From the NQC: “After the Concepcion was burned down, the remaining ships sailed in the southwest direction, toward Sulu Sea. According to Pigafetta, they followed the coastline of the Island of Panilongon and described the inhabitants to be ‘as black as the people of Ethiopia.’ Francisco Albo, one of the pilots, also referred to the island as Panilongon in his log and located it west of the Cape of Cebu [i.e., Santander, Cebu]. Various scholars identified this place-name as the present-day Negros. The belief that Panilongon is Panglao, Bohol today has been disputed because according to William Allan Reed, ‘...so far there is no evidence that Negritos exist in Cebu, Bohol, Samar, and Leyte.’”

After passing by Panilongon, the rest of the expedition went to Kipit in Zamboanga del Norte, Mapun in Tawi-Tawi, Palawan, Tagusao, Balacbac, Cape Palawan, Sulu, Tagima [Basilan], Cawit, Subanin, Manalipa, Maguindanao [Cotabato], Benaian [Kamanga], Batulaki, Candighar [Balut], and finally Saragani, then on to the Moluccas.

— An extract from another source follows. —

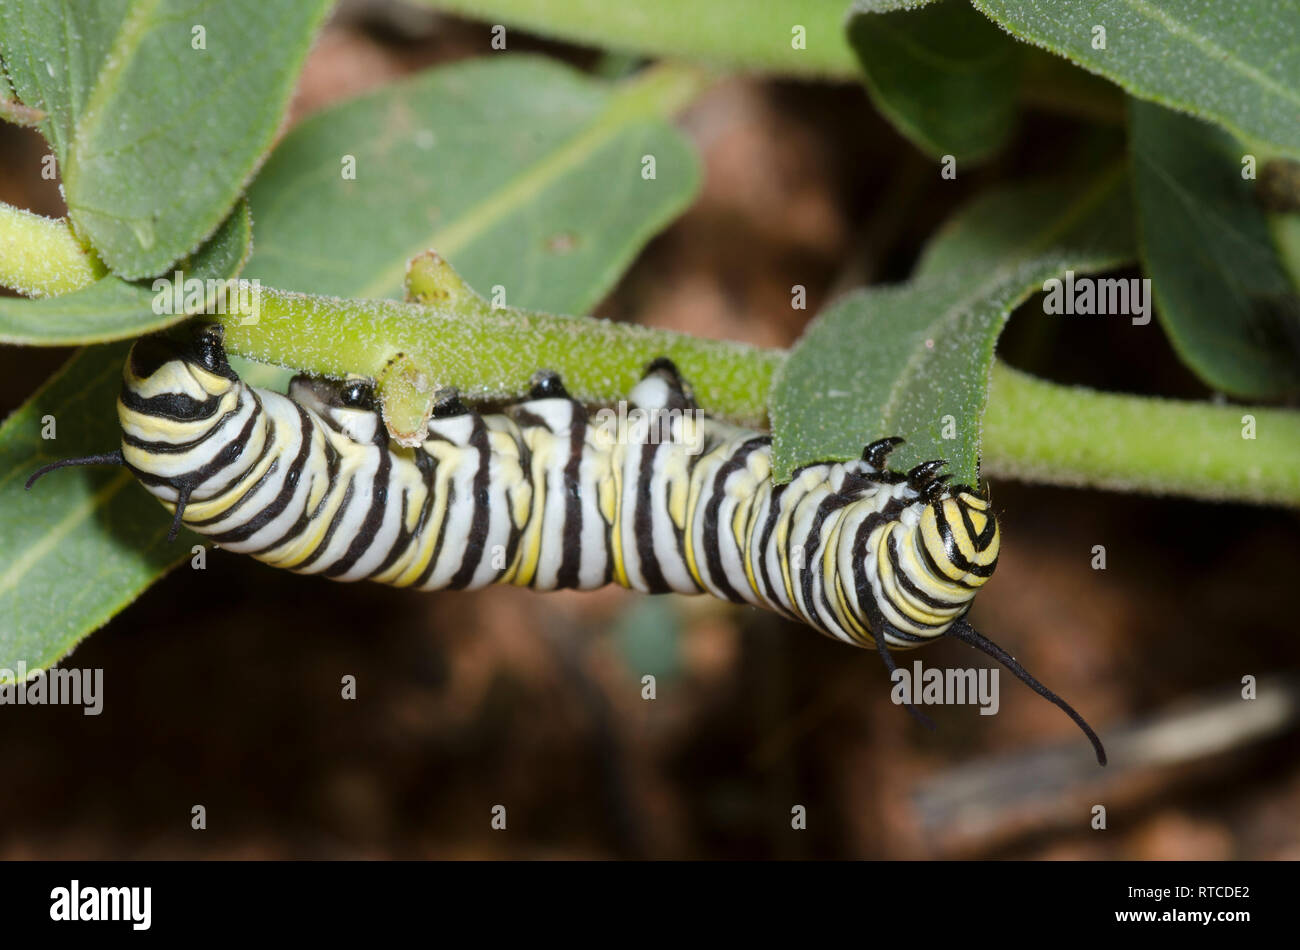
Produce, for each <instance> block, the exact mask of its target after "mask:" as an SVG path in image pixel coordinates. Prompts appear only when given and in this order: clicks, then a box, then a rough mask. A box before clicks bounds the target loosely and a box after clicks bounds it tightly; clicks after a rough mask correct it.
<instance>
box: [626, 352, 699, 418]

In commemoration of that sighting and identification of Panilongon, the National Historical Commission of the Philippines, together with the City Government of Dumaguete, will be unveiling a historical marker at the Rizal Boulevard on May 4.

This is a much-needed act of remembrance of an important point in our past, something not often told in the general narrative of our history. The 1521 arrival of the Spaniards to our island is part of a crucial turning point in our country’s destiny—for better or for worse. And recognizing this touch point makes us in Negros Oriental feel very much part of the tapestry of the history we probably once thought we were only a peripheral part of. The Panilongon episode of that fateful journey five hundred years ago is important, and commemorating it is crucial.

How? I guess it allows us to have a future with full knowledge of this historical episode. This marker becomes a vessel for future generations to understand where we came from, what we have become, and what we still strive to be.

Because remembrance of history is what truly equips us with how we can deal with destiny. Only when we properly appreciate and acknowledge our history can we truly shape, for good, the destiny of our nation.